Durable memory vs. per-job context

Not all context ages the same way.

Durable memory is stable across every job: project conventions, behavioral guidelines, how agents should handle edge cases. This lives in a shared document loaded as memory at graph construction time. It gets computed and cached once per worker process.

Per-job context is task-specific: the user’s README, the requested platforms, the tone. This belongs in a brief document seeded into the workspace at job start where the only dynamic input to the pipeline.

The test for which category a piece of context belongs in: would it be identical across 1,000 different jobs? If yes, it’s durable memory. If it changes per job, it belongs in the brief and should never appear in the system prompt.

Thread compaction

For long-running pipelines, conversation threads grow. Older turns are less relevant than recent turns but still cost tokens on every subsequent call.

Thread summarization middleware handles this automatically. When the thread exceeds a configurable token threshold, older turns are compacted into a summary paragraph. The last N messages stay verbatim and recent context is the most relevant.

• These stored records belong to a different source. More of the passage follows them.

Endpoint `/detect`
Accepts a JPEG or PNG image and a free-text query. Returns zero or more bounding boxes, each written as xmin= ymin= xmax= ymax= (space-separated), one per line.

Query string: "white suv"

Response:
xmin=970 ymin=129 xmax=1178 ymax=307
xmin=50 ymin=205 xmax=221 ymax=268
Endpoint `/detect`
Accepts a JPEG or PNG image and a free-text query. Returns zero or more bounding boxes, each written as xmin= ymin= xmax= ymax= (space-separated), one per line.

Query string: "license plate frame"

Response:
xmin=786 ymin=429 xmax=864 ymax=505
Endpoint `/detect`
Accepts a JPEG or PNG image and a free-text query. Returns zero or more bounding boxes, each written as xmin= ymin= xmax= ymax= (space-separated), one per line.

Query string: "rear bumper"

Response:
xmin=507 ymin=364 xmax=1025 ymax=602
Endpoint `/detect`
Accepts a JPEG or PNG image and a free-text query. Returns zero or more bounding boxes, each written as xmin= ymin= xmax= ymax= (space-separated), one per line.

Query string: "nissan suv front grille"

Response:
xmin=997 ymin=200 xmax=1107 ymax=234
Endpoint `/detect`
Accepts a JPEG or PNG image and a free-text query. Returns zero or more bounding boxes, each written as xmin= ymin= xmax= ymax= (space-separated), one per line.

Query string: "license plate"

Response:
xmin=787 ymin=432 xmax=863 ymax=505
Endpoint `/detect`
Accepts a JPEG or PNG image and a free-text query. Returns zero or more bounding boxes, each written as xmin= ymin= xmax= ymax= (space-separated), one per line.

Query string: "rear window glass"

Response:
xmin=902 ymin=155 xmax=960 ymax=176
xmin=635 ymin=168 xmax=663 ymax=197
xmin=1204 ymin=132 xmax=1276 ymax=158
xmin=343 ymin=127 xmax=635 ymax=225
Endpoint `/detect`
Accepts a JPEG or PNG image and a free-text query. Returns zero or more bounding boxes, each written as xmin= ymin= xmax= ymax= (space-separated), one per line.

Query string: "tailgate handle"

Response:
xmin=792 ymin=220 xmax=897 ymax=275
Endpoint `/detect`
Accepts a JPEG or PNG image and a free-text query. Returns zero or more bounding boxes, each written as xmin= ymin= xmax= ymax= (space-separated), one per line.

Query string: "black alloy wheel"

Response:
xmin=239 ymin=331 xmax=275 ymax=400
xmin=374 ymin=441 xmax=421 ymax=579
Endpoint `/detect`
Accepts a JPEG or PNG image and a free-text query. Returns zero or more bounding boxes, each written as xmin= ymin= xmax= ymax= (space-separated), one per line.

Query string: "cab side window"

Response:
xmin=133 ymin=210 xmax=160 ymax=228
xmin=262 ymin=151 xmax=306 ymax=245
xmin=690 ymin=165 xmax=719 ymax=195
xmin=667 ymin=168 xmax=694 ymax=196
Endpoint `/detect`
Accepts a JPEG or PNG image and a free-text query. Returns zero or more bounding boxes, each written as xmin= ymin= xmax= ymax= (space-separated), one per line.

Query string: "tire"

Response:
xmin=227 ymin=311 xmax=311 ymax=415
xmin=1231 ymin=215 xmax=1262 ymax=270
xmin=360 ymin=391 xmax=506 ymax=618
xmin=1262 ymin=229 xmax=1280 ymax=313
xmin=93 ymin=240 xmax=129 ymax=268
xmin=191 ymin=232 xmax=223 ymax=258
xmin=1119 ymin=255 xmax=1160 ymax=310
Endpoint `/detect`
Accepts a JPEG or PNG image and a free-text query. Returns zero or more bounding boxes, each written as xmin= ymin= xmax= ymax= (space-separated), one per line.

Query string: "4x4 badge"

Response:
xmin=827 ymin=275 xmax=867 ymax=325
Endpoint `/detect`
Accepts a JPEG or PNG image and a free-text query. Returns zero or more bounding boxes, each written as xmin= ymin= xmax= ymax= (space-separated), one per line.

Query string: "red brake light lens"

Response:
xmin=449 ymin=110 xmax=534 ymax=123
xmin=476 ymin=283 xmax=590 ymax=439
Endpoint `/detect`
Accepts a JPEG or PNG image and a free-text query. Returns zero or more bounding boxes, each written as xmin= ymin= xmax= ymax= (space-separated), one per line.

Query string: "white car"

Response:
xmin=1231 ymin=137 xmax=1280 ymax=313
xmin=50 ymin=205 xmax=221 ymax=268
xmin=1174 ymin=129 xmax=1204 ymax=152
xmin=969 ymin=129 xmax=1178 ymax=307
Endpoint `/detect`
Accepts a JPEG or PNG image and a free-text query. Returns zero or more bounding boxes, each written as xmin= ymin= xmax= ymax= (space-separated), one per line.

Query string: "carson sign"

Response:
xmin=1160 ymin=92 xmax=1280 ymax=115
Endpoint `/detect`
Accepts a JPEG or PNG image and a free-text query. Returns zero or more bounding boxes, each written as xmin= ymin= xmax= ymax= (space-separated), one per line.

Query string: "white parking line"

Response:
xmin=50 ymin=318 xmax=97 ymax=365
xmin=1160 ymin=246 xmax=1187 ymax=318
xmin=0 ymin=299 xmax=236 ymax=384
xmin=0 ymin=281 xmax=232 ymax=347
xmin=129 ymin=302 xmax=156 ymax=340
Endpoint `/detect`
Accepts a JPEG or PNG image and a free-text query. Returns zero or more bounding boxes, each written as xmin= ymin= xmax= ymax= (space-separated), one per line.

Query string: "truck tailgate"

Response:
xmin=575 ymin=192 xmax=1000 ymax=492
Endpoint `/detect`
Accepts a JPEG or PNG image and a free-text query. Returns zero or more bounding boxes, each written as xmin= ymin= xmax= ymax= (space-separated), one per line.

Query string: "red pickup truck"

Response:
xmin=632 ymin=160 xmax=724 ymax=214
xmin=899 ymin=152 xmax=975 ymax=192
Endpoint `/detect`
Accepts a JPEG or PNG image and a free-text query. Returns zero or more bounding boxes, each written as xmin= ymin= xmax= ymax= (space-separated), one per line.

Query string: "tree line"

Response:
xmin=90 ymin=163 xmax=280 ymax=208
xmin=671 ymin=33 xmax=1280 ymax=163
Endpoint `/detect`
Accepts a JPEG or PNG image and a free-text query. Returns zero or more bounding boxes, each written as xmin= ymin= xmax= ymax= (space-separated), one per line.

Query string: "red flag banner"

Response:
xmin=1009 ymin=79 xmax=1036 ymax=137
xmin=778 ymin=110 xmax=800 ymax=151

Best practice: Don’t set the summarization threshold too low. Summarizing at 80% of context capacity gives the agent room to work without constantly compacting. Summarizing at 40% wastes tokens on summary overhead.

Part 6: The Orchestrator

Coordination, not execution

The orchestrator’s role is exactly one thing: read the brief, delegate in sequence, verify completion, report done.

It explicitly does not produce content. This is a hard architectural constraint, not a guideline.

The orchestrator has the broadest context in the system. If it starts reasoning about domain-specific tasks like writing content, making factual judgments, formatting outputs and it will produce adequate results at the cost of long reasoning traces filling its context window, confusion between its coordination role and the domain role it just assumed, and bypassing the quality controls that subagents implement. Any time the orchestrator is tempted to produce domain-specific output, a subagent is missing from the design.

Build once, reuse always

The orchestrator’s construction is expensive: loading skill files from disk, initializing the model client, compiling the graph. Cache it at the process level. Build once per worker, reuse across every job.

A worker processing 40 jobs per hour builds the graph once and reuses it 40 times. A module-level singleton is Python’s simplest and most reliable pattern here.

Enforcing pipeline invariants in the prompt

The orchestrator’s system prompt is where pipeline rules are codified: only generate platforms listed in the brief, always run verification last, pass the job ID explicitly to every subagent, never write draft files directly, confirm file existence before reporting done.

These are coordination rules, not hints. Make them explicit and direct. The orchestrator’s prompt should read like a technical runbook, not a creative brief.

Part 7: The Caching Stack

Caching in agent systems has more leverage than in traditional applications because you can avoid work at multiple levels. Each level has different cost savings, different hit rates, and different implementation complexity.

3-layer caching

Layer 1: Provider prompt caching

Anthropic’s prompt cache stores computed KV tensor representations of the stable prompt prefix. Subsequent requests with identical prefixes read from cache at 10% of normal input token price.

The prerequisite is strict adherence to the static-before-dynamic ordering. Cache control is applied transparently on every system message — the call site doesn’t change.

Critical constraints engineers miss: the minimum token threshold is 1,024 tokens. Content below this fails to cache silently; no error, no warning, just a cache miss and full-price billing. Tool definition changes invalidate the entire cache hierarchy. You get at most four cache breakpoints per request.

Layer 2: Redis LLM response cache

Prompt caching reduces token cost but doesn’t eliminate API latency where you still make an HTTP call and wait for a response. A Redis response cache operates upstream of the API entirely: a cache hit means no HTTP call, no latency, zero cost.

Every LLM call in the system, orchestrator and all subagents automatically checks Redis before making any API call. The cache key is a hash of the full serialized message list combined with the model configuration. Including the model configuration in the key means a model upgrade creates new keys automatically.

Version your keys on prompt changes. Without versioning, a broken prompt gets cached and served for hours. A version bump at deploy time flushes the entire cache without touching Redis directly.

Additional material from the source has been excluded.